This work proposes a multi-chart autoencoder framework to learn the differential topological structure of data manifolds, with a focus on their tangent bundles and Stiefel–Whitney characteristic classes. By constructing local coordinate charts that satisfy cocycle conditions together with associated transition maps, and leveraging the signs of the Jacobian matrices of these transitions, the study establishes—for the first time—a rigorous connection between autoencoder atlases and vector bundle theory. This enables an algorithmic computation of the first Stiefel–Whitney class, thereby determining manifold orientability and revealing how characteristic classes obstruct global single-chart representations. Experiments on both low- and high-dimensional non-orientable manifolds—including image datasets—demonstrate the method’s effectiveness in accurately detecting orientability and identifying the minimal atlas size required for faithful representation.

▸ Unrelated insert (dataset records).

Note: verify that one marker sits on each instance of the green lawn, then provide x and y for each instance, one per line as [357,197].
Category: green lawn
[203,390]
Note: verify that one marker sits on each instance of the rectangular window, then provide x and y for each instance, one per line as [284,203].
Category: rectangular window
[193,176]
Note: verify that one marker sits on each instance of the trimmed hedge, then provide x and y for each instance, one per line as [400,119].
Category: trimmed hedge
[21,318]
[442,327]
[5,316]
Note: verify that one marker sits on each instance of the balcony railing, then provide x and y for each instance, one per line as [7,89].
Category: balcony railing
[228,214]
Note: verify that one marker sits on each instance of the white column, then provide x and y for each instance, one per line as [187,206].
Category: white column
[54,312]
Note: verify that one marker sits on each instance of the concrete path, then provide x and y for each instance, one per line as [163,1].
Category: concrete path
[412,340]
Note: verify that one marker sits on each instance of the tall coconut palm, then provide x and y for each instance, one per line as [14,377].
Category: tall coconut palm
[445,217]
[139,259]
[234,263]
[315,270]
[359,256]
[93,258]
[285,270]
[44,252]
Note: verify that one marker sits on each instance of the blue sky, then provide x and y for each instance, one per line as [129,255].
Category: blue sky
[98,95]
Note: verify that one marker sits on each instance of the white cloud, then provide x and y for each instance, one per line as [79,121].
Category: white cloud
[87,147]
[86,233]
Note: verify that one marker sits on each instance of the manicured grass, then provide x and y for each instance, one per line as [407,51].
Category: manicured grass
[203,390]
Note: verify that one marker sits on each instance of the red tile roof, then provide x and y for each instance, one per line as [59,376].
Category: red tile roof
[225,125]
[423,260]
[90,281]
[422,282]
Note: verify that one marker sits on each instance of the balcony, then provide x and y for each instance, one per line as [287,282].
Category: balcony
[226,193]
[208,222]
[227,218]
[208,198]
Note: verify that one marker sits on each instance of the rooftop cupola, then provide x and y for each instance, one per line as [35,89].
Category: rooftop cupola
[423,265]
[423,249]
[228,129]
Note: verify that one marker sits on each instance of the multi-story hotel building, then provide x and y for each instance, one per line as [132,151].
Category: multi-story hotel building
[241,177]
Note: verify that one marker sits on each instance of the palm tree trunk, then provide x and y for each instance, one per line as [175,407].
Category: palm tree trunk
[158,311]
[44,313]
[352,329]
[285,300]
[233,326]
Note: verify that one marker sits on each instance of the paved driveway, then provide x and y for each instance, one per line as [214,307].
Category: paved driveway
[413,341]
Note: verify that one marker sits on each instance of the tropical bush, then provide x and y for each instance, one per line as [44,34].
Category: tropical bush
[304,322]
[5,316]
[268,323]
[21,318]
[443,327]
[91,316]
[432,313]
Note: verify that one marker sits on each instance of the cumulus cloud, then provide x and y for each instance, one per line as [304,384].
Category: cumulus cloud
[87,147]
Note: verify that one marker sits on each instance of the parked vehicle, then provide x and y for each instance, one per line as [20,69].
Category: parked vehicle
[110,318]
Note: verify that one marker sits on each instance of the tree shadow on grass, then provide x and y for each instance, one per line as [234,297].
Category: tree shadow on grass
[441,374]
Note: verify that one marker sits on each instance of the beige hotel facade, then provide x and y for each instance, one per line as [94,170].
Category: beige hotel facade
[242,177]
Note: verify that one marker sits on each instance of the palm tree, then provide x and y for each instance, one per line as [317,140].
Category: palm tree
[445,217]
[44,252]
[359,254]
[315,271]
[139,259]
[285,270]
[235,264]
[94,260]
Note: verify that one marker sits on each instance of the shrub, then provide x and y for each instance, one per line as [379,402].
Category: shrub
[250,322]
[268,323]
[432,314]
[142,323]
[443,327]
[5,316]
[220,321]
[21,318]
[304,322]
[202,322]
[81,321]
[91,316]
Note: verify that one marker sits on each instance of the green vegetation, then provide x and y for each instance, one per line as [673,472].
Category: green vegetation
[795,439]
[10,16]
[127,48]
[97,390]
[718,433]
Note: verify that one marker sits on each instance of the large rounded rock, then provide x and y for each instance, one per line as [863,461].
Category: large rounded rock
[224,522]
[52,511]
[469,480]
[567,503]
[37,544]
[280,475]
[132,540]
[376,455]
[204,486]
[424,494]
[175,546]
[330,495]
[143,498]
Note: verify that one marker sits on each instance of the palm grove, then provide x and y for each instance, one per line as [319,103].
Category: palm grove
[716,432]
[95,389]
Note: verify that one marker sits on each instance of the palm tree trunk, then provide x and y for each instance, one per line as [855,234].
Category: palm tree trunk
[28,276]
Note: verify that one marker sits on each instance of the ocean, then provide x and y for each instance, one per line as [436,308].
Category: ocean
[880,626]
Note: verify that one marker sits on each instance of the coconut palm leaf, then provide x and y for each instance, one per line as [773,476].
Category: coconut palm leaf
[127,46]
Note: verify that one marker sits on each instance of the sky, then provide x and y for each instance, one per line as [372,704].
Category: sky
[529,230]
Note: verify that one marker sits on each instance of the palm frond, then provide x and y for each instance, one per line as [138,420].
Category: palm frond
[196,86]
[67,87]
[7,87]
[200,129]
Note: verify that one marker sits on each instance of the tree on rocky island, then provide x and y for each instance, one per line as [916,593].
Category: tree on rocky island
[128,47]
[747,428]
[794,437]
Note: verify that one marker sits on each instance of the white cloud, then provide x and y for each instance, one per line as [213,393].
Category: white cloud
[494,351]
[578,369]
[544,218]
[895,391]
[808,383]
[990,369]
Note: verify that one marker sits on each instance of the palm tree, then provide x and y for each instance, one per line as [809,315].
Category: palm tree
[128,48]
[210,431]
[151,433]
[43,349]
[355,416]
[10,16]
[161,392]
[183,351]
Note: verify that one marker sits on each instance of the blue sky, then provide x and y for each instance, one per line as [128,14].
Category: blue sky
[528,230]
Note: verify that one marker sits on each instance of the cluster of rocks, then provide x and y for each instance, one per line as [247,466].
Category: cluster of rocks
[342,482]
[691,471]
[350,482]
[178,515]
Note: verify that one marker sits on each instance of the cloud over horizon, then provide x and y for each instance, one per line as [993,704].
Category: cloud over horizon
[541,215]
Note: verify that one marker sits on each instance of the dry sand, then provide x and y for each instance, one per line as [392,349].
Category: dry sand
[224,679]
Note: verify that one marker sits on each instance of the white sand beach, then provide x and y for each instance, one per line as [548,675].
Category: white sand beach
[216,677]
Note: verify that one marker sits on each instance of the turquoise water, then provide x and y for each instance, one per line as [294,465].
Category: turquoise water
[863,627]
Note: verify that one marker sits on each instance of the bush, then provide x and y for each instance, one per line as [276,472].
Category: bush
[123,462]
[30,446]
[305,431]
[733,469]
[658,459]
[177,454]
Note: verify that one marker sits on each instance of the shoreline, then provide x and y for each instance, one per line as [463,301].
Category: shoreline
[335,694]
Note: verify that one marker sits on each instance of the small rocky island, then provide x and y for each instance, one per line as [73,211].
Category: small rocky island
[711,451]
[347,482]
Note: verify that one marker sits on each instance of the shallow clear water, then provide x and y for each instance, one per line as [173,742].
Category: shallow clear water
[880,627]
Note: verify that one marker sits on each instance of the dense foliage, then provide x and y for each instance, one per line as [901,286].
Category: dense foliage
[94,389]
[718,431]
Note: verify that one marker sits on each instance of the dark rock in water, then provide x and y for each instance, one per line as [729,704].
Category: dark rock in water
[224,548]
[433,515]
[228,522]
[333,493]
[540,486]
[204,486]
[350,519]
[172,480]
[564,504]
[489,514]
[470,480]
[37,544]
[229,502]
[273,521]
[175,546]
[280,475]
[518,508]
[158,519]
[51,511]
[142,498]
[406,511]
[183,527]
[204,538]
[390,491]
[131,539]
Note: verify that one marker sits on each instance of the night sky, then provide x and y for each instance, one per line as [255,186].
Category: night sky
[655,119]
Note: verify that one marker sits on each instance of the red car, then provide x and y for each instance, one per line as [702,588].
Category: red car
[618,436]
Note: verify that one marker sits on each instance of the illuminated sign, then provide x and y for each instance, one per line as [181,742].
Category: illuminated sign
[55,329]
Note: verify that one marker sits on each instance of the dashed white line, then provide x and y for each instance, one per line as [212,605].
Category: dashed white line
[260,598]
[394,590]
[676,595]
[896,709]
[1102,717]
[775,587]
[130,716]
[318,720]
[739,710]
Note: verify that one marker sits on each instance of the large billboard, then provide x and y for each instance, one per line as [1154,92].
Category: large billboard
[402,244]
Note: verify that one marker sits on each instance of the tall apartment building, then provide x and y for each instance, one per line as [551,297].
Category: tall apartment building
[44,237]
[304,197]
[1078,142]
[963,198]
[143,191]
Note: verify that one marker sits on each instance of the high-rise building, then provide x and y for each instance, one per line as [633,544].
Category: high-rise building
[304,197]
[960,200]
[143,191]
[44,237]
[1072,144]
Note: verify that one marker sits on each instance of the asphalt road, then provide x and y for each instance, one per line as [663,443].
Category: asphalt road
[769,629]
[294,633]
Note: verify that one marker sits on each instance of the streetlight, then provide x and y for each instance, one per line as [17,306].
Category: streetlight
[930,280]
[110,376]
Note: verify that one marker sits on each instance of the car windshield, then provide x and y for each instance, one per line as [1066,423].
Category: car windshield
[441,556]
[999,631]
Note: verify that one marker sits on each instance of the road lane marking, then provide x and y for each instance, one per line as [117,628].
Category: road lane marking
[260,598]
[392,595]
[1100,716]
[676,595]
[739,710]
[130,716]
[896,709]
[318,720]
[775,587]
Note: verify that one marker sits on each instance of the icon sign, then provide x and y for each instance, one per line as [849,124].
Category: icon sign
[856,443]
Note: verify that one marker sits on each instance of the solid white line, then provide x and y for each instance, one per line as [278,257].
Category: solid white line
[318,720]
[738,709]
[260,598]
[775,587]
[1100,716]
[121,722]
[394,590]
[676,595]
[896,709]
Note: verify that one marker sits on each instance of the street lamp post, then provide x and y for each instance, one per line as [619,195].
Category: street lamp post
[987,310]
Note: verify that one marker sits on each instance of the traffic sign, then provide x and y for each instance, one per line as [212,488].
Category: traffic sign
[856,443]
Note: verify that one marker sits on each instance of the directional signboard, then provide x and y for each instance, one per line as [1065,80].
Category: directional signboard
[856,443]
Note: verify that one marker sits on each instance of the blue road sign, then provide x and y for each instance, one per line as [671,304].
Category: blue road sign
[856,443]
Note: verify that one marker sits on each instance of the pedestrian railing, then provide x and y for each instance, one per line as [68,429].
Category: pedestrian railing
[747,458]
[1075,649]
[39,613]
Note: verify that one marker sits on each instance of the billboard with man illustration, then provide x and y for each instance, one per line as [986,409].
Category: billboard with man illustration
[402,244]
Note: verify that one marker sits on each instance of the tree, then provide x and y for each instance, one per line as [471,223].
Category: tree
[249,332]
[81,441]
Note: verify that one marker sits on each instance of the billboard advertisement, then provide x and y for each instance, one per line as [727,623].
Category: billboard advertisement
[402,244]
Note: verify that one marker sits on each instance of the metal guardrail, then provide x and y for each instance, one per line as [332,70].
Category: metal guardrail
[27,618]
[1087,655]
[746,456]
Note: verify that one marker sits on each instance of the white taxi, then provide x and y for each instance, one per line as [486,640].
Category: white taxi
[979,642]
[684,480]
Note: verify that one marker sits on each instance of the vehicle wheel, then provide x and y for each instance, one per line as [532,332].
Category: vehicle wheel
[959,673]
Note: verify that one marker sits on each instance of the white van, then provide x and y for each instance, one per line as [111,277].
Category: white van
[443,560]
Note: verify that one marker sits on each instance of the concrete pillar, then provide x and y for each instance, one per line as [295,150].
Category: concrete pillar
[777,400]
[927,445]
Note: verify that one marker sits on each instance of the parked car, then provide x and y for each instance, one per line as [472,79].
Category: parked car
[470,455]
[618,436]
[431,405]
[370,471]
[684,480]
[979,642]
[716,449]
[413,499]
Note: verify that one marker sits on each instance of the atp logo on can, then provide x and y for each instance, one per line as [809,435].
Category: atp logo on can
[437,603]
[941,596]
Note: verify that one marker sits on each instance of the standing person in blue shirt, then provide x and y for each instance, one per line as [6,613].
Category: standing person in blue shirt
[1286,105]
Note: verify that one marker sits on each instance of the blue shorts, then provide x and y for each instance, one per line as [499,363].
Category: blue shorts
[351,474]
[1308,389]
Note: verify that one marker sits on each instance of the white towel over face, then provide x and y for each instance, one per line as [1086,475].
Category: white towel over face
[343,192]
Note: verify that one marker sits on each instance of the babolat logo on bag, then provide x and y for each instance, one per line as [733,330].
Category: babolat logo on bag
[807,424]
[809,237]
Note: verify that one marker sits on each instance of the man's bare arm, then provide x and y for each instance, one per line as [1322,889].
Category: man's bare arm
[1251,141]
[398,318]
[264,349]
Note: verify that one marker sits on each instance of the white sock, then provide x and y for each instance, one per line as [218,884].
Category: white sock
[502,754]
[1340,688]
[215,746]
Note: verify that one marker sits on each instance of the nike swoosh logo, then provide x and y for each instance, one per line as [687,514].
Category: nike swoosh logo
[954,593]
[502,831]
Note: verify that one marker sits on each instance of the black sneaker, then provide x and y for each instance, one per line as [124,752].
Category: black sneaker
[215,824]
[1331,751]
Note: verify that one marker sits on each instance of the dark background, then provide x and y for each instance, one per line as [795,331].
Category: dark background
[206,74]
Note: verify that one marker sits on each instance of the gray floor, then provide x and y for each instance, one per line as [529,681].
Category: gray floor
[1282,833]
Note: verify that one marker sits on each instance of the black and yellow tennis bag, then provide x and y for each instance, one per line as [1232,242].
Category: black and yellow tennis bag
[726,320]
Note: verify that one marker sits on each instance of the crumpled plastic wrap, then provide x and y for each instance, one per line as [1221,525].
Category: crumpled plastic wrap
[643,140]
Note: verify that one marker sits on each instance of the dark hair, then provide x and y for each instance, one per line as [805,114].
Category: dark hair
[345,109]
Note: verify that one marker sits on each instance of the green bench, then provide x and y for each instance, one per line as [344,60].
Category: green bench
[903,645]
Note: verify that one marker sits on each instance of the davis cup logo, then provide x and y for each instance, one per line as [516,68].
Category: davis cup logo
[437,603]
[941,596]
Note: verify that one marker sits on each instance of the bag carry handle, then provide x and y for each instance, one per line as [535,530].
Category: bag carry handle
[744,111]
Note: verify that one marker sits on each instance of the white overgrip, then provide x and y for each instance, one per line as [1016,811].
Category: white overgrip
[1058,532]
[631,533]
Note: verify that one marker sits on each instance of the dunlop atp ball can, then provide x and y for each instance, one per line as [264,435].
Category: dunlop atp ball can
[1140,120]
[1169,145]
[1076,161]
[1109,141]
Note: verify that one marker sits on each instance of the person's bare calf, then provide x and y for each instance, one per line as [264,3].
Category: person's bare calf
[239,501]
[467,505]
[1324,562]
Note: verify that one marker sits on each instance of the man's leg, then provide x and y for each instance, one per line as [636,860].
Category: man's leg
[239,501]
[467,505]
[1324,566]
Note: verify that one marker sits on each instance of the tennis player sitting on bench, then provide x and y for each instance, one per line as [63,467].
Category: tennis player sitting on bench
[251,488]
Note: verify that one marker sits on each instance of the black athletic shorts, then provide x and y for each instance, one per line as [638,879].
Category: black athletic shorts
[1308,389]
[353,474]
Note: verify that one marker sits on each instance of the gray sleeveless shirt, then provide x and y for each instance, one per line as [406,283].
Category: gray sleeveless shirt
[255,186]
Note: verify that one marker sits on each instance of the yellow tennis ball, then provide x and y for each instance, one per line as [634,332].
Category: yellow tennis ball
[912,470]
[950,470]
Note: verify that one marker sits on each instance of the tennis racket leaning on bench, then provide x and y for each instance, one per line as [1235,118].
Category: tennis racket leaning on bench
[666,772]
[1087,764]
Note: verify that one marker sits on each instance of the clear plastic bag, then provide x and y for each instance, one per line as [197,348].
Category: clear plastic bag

We introduce a theoretical framework that connects multi-chart autoencoders in manifold learning with the classical theory of vector bundles and characteristic classes. Rather than viewing autoencoders as producing a single global Euclidean embedding, we treat a collection of locally trained encoder-decoder pairs as a learned atlas on a manifold. We show that any reconstruction-consistent autoencoder atlas canonically defines transition maps satisfying the cocycle condition, and that linearising these transition maps yields a vector bundle coinciding with the tangent bundle when the latent dimension matches the intrinsic dimension of the manifold. This construction provides direct access to differential-topological invariants of the data. In particular, we show that the first Stiefel-Whitney class can be computed from the signs of the Jacobians of learned transition maps, yielding an algorithmic criterion for detecting orientability. We also show that non-trivial characteristic classes provide obstructions to single-chart representations, and that the minimum number of autoencoder charts is determined by the good cover structure of the manifold. Finally, we apply our methodology to low-dimensional orientable and non-orientable manifolds, as well as to a non-orientable high-dimensional image dataset.